She wrinkled her brow. “What do you mean?”
“You said it was great for his mom and dad, his friends. I’m asking how it was for you.”
Evvie licked her lips. “Um.” And she couldn’t believe it. Couldn’t. Now she was going to cry. Now, in her kitchen, while she was making tea, while she was talking to someone who was probably not ready to be promoted north of “acquaintance,” she was going to cry. She’d had to pray for wet eyes at the tree-planting, had to coax a lump into her throat while everyone else was sniffling away, and now this. She took a couple of deep breaths, trying to look like she was thinking about what to say. Finally, she felt herself calm.

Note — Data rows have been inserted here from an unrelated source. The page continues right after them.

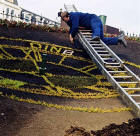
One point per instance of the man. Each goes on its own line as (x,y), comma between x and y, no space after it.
(89,21)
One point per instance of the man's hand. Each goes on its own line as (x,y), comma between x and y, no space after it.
(71,39)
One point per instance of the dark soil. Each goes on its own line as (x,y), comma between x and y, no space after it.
(13,115)
(130,128)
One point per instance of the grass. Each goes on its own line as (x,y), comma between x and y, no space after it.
(12,83)
(73,81)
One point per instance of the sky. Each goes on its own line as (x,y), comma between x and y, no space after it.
(122,14)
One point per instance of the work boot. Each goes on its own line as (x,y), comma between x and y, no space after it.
(96,38)
(122,41)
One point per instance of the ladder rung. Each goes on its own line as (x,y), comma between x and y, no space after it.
(96,45)
(99,47)
(122,76)
(113,66)
(86,33)
(113,59)
(117,71)
(135,95)
(105,55)
(131,88)
(93,42)
(112,63)
(128,82)
(102,51)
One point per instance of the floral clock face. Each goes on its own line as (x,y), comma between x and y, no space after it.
(69,74)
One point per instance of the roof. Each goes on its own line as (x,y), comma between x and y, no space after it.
(13,1)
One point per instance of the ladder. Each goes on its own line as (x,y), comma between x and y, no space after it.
(120,76)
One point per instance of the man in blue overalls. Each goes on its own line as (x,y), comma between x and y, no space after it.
(89,21)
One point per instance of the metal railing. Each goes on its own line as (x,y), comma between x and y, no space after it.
(29,17)
(121,77)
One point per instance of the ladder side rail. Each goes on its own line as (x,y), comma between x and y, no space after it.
(124,95)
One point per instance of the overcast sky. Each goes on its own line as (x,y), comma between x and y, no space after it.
(123,14)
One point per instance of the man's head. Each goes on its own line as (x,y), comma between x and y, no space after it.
(65,16)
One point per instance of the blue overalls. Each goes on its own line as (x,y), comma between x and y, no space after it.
(89,21)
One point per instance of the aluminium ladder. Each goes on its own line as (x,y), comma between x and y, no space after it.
(121,77)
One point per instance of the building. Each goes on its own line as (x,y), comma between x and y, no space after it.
(10,10)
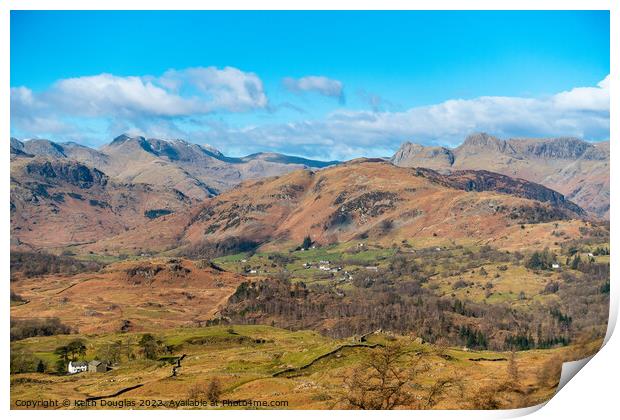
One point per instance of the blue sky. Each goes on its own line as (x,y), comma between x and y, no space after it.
(318,84)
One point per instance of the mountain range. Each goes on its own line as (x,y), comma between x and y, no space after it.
(137,194)
(358,200)
(573,167)
(197,171)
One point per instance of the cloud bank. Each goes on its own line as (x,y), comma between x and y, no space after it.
(319,84)
(181,103)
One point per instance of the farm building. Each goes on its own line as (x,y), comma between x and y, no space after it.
(77,367)
(97,366)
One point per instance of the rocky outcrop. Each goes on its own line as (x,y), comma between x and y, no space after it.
(71,172)
(576,168)
(469,180)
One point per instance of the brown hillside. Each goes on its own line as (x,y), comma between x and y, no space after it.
(573,167)
(57,202)
(358,200)
(155,294)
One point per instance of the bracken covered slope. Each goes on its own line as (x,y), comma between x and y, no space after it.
(573,167)
(58,202)
(357,200)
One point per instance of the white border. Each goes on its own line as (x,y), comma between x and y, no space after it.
(592,395)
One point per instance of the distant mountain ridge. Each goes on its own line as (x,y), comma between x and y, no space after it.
(57,202)
(571,166)
(357,200)
(197,171)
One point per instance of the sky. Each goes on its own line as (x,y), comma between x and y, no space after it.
(325,85)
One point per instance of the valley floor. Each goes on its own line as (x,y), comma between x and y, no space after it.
(278,368)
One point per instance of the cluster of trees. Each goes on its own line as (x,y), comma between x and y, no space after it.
(393,298)
(209,250)
(389,377)
(541,260)
(33,264)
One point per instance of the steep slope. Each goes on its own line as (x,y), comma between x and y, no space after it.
(197,171)
(57,202)
(575,168)
(128,296)
(361,199)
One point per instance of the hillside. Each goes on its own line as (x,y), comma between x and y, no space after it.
(128,296)
(358,200)
(57,202)
(197,171)
(573,167)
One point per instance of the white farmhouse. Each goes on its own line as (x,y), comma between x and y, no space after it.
(77,367)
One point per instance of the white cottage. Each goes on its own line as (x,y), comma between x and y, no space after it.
(77,367)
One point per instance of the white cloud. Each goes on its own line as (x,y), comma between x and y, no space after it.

“I felt bad,” she said, “because they all loved him so much, and I didn’t. I mean, I loved him originally, a lot, but I didn’t when he died. He wasn’t nice to me. He didn’t hit me or anything, but he was sometimes pretty nasty. And then he died, and now when I’m around people who miss him, I don’t know what to do. Sometimes I can’t sleep because I don’t miss him so much, which sounds crazy. But…that. It’s that, that’s why I’m…” Her voice trailed off, and she waved a hand in front of her face. “Nobody knows all that, by the way. Not even Andy. So, if you don’t mind.” It had just tumbled right out. Not all of it, not the leaving, but more than she’d expected. It might have been sheer exhaustion, or the sight of him throwing at ghosts under her outside light.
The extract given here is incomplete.